Thoughts on internally mapping over a function within itself?

purrr

#1

A few weeks ago, I saw an example of someone using purrr::map() within their function to map over that same function. This way, the function can automatically handle vectors of whatever size without the user having to work some map() solution out by themselves.

Do you think this is a good practice to keep? I think it makes sense, and I do it in this function below. See the bottom of the function where I use map_dfr().

library(rvest)
library(tidyverse)

get_player_urls <- function(...) {
  
  .get_player_urls <- function(player_letter, ...) {
  
    if (tolower(player_letter) == "x") {
      
      warning("Uh, no X-Men in the NHL. Sorry :/")
      
      return(tibble())
      
      }
    
    else {
      
      page <- str_c("https://www.hockey-reference.com/players/", player_letter, "/") %>% read_html()
      
      player_url <- page %>%
        html_nodes("#div_players a") %>%
        html_attr("href") %>%
        str_c("https://www.hockey-reference.com", .) %>%
        as_tibble() %>%
        set_names("url")
      
      player_name <- page %>%
        html_nodes("#div_players a") %>%
        html_text() %>%
        as_tibble() %>%
        set_names("name")
      
      player_data <- bind_cols(player_name, player_url)
      
      return(player_data)
      
    }
    
  }
  
  all_player_data <- map_dfr(..., .get_player_urls)
  
  return(all_player_data)
  
}


#2

That sounds like it risks infinite loops.

But this is just fine, loop-wise. It's a good practice to explicitly define and name a non-trivial function for mapping, so cheers.

I do suggest replacing the "..." argument with a single variable, since anything beyond the first argument has no use in the code.


#3

Thanks for the response, @nwerth (and sorry for not responding sooner).

Just curious,

What do you mean by this?


#4

Names are great and helpful. When people have to assign a variable, they'll usually pick a good name. But when they don't have to assign one, like when parameters accept functions, there's a tendency to avoid naming. They'll use an "anonymous" function because "it's obvious and simple what's being done."

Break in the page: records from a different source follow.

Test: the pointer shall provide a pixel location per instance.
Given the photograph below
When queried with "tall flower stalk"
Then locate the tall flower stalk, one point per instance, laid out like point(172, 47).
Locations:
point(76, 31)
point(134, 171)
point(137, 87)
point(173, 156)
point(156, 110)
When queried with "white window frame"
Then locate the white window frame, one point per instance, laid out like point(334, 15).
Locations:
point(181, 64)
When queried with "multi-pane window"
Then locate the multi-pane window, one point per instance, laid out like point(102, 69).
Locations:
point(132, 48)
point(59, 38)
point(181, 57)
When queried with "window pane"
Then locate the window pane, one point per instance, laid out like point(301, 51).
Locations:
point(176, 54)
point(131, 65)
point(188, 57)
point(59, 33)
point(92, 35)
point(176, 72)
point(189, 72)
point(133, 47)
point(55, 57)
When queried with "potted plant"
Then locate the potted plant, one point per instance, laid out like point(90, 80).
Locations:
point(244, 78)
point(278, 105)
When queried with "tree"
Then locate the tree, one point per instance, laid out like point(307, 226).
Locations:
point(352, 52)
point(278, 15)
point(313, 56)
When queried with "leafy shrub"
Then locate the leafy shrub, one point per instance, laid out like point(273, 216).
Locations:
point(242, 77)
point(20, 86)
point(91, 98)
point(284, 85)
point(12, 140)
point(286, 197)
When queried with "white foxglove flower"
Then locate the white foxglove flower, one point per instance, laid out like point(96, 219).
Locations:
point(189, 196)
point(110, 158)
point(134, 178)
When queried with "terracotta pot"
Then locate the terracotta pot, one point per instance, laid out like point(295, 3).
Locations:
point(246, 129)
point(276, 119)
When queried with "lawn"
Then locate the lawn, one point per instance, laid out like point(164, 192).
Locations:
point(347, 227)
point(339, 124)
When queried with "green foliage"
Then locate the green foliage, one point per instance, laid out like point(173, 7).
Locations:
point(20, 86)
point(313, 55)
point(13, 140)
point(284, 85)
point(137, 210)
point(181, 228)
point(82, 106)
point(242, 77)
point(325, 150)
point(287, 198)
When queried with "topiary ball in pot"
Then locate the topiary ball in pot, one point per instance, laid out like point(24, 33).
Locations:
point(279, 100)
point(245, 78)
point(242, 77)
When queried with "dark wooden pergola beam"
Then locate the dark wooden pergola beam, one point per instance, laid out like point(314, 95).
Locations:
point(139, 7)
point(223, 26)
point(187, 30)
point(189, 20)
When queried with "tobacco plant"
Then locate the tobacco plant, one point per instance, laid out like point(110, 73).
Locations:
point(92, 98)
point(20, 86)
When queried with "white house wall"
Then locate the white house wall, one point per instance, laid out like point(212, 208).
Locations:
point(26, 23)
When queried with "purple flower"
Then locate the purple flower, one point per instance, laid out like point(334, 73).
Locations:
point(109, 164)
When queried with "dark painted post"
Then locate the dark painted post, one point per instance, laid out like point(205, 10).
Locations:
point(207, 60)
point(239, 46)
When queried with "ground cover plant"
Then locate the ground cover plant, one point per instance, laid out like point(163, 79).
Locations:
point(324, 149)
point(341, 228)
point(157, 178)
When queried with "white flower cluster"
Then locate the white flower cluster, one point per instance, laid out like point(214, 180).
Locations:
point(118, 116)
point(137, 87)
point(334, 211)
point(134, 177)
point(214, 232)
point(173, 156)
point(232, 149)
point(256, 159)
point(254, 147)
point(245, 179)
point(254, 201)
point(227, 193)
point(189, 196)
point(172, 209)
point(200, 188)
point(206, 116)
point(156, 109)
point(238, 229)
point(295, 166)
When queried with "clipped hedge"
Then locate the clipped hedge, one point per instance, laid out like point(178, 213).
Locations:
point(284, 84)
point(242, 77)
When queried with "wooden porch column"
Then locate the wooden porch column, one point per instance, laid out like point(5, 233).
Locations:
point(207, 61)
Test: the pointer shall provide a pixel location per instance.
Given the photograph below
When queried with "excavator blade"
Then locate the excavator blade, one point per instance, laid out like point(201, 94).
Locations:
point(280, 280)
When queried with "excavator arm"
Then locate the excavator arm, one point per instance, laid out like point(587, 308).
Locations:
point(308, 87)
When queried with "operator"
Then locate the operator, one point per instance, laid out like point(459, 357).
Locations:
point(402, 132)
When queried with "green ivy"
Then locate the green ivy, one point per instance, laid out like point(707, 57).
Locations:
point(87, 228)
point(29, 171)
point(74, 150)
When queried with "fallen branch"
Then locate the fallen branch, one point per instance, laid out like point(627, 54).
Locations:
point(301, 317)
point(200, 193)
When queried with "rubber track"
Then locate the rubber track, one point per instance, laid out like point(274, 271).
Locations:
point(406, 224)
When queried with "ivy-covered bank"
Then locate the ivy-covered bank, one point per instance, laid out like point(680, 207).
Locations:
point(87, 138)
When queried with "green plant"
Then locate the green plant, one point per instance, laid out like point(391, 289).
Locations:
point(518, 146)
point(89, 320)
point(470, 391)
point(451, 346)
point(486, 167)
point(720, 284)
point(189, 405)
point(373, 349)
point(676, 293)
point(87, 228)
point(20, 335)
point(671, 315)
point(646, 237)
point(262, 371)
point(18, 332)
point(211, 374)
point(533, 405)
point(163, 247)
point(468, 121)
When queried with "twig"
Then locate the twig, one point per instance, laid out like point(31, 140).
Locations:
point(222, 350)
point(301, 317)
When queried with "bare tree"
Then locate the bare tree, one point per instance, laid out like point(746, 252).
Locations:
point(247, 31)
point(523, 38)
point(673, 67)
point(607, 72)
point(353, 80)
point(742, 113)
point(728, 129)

I've seen and, regrettably, written a lot of code that looks like this:

clean_data <- function(raw_data) {
  numeric_cols <- vapply(
    raw_data,
    function(x) {
      all(grepl('^-?\\d+(,\\d{3})*\\.\\d+$', x[!is.na(x)], perl = TRUE))
    },
    logical(1L)
  )
  integer_cols <- vapply(
    raw_data,
    function(x) {
      all(grepl('^-?\\d+(,\\d{3})*$', x[!is.na(x)], perl = TRUE))
    },
    logical(1L)
  )
  fips_cols <- grepl('FIPS', colnames(raw_data), fixed = TRUE)
  integer_cols <- integer_cols & !fips_cols
  raw_data[numeric_cols] <- lapply(
    raw_data[numeric_cols],
    function(x) {
      as.numeric(gsub(',', '', x, fixed = TRUE))
    }
  )
  raw_data[integer_cols] <- lapply(
    raw_data[integer_cols],
    function(x) {
      as.integer(gsub(',', '', x, fixed = TRUE))
    }
  )
  return(raw_data)
}

This function just takes data frames which store everything as characters and does common-sense-conversion for the numbers. But it looks more complicated than that. And anyone reading the code needs to keep 5 environments in mind: one for the main function and one for each of the anonymous functions. These anonymous functions are only a single line; imagine how much worse it'd be if they were each 5 lines with their own assignments or deeper mapping functions!

But here's the same function without anonymous inner functions:

is_numeric_column <- function(x) {
  all(grepl('^-?\\d+(,\\d{3})*\\.\\d+$', x[!is.na(x)], perl = TRUE))
}

is_integer_column <- function(x) {
  all(grepl('^-?\\d+(,\\d{3})*$', x[!is.na(x)], perl = TRUE))
}

fix_numeric <- function(x) {
  as.numeric(gsub(',', '', x, fixed = TRUE))
}

fix_integer <- function(x) {
  as.integer(gsub(',', '', x, fixed = TRUE))
}

clean_data <- function(raw_data) {
  numeric_cols <- vapply(raw_data, is_numeric_column, logical(1L))
  integer_cols <- vapply(raw_data, is_integer_column, logical(1L))
  fips_cols <- grepl('FIPS', colnames(raw_data), fixed = TRUE)
  integer_cols <- integer_cols & !fips_cols
  raw_data[numeric_cols] <- lapply(raw_data[numeric_cols], fix_numeric)
  raw_data[integer_cols] <- lapply(raw_data[integer_cols], fix_integer)
  return(raw_data)
}

Now it's understandable even without comments.